Reputation: 4038
I'm just starting to develop a javafx application, and i'm reading some tutorials. In those tutorials there are no mentions to good practices or propper (standard) ways to structure your app. Even though FXML documents provide a separation of the presentation layer, .fxml
and .css
files are stored in the same directory as .java
files, and since I come from developing using frameworks like django and rails, the lack of a standard structure or layer separation disturbs me.
Is there any propper (more MVCish) way to structure a project? or is the one proposed by those tutorials the propper way?
thanks for your help, and notice that I'm not implying that that way is not correct. It's only that I'm used to the kind of structure proposed by popular web frameworks, and I would like to work like that with this new app (which is my grade project, btw).
Upvotes: 3
Views: 4135
Reputation: 1768
There is no best Solution for this.
But an example way is:
Create a properly named package structure for java files.
Main java files (example: de.kogs.testapp)

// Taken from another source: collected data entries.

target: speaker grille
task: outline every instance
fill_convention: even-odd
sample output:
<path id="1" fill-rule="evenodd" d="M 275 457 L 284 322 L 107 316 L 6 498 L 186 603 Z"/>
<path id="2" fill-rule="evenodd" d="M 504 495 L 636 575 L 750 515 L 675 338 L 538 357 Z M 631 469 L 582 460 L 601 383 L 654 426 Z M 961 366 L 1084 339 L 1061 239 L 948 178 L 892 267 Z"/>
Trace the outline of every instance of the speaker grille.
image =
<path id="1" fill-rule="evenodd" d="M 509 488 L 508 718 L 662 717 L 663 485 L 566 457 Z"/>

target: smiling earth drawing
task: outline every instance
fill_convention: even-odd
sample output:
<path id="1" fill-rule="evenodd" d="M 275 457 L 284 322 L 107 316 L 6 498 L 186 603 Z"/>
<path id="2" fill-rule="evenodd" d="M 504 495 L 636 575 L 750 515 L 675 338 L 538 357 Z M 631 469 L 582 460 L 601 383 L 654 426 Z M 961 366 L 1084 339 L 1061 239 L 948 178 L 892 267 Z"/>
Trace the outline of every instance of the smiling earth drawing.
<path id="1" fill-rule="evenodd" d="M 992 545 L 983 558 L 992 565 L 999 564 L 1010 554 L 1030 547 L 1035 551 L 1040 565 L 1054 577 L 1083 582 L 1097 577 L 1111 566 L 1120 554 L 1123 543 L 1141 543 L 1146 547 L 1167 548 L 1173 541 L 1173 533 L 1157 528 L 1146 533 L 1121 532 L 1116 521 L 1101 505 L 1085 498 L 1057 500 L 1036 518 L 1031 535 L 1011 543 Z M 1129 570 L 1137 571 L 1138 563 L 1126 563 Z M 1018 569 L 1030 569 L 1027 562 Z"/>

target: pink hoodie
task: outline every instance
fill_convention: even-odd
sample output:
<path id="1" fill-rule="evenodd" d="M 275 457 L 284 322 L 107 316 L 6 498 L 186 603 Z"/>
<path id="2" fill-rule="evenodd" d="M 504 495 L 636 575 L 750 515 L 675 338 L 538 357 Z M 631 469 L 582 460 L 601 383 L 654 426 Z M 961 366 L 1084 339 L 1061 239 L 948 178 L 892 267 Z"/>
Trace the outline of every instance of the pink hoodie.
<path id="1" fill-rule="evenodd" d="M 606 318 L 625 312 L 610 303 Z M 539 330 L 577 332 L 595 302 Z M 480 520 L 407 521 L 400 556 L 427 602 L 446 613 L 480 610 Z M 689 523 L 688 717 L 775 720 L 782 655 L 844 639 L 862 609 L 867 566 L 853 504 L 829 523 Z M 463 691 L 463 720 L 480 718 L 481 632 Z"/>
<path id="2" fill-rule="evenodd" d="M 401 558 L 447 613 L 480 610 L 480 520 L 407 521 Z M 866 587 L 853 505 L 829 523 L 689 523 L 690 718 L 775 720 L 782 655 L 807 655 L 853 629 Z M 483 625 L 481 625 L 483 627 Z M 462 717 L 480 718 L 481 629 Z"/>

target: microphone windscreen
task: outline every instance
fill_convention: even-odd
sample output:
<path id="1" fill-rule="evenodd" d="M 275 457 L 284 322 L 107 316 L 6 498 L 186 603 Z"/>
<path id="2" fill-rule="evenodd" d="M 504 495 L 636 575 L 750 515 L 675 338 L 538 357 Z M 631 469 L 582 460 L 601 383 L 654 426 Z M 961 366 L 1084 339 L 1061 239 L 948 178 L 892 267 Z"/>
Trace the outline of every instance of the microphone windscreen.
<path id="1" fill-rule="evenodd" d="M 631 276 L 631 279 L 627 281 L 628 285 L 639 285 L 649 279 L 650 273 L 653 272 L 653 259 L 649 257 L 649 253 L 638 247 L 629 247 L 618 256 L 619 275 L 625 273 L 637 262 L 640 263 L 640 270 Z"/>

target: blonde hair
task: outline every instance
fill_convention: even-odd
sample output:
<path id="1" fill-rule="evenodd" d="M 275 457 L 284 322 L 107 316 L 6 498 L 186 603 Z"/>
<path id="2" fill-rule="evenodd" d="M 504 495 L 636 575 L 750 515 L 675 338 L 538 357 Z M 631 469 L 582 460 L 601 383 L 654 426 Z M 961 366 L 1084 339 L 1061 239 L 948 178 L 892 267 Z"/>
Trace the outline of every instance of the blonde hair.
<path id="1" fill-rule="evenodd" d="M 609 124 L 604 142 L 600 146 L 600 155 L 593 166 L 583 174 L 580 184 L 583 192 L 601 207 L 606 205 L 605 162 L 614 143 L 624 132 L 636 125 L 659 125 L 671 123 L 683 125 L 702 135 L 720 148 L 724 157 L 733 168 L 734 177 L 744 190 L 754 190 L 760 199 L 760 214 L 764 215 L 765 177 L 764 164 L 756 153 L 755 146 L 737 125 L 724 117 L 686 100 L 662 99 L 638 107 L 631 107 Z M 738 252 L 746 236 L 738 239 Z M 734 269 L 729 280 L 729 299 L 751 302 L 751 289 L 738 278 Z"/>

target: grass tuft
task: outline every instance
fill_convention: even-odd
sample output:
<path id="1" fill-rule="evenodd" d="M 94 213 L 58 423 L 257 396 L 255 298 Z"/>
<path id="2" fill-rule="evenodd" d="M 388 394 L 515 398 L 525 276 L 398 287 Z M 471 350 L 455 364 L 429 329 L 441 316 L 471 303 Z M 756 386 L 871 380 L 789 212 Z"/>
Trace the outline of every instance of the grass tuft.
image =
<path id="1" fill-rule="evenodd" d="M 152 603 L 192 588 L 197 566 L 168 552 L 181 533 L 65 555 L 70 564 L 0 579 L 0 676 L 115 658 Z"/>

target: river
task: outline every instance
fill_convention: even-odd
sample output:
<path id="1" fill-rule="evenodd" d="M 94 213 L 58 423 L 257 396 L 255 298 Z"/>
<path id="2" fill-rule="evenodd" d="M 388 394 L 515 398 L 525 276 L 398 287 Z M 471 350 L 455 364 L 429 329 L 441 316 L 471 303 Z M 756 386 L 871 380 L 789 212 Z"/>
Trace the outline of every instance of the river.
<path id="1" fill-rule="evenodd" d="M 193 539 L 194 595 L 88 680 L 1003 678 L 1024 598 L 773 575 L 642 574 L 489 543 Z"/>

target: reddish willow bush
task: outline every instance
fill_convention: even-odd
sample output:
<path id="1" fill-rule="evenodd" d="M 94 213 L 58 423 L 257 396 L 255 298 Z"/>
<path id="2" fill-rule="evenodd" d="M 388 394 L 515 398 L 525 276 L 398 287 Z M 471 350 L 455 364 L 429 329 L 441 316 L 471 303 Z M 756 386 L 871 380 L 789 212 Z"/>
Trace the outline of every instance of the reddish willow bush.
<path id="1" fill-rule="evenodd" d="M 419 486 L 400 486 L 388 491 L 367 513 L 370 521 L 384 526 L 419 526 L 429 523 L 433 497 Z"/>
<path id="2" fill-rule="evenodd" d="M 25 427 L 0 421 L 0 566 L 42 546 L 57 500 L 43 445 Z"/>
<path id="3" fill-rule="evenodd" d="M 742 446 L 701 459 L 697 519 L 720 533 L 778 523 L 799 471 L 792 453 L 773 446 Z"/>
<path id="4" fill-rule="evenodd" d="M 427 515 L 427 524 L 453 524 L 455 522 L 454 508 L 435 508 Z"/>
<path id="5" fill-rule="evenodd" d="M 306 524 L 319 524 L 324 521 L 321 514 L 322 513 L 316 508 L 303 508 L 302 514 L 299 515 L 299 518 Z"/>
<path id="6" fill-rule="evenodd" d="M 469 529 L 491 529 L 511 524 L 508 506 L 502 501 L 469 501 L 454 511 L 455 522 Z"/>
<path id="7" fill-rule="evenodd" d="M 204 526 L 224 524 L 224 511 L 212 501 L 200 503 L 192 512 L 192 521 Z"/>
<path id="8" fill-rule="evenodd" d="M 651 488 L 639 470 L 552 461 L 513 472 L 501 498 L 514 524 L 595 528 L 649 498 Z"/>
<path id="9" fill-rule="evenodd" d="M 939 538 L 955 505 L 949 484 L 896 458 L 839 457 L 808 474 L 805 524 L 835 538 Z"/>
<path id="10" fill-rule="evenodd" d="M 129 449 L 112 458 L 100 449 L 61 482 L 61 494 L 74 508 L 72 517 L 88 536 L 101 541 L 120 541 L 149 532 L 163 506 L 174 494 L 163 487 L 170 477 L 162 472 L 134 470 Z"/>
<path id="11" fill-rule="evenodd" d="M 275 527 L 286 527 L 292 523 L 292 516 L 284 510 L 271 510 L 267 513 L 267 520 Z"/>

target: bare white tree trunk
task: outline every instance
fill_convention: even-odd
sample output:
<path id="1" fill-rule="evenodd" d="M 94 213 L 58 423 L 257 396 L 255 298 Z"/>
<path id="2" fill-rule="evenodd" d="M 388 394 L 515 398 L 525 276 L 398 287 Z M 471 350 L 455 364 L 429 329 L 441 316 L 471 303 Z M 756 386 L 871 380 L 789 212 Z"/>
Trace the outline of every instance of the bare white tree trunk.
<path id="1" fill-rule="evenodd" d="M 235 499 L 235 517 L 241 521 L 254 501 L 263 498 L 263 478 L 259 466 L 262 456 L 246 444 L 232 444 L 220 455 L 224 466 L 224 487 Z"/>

Controller java files (example de.kogs.testapp.controller) and so on.
For fxml files:
example
fxml/main.fxml
fxml/slideouts/userSlide.fxml
Your pictures and css Files:
css/main.css
css/images/logo.png
Upvotes: 1
Reputation: 785
I usually have two packages: one for the FXML, CSS and controller files (ui
) and another for the underlying Java code (could be named core
, or something specific to the app like analysis
or evaluator
).
However, having all the UI files lumped into one package could become unwieldly, so one could (instead or additionally) split these files by type (into separate FXML, CSS and controller packages) as in Marcel's answer. Similarly, one could split the package containing the underlying Java code further too.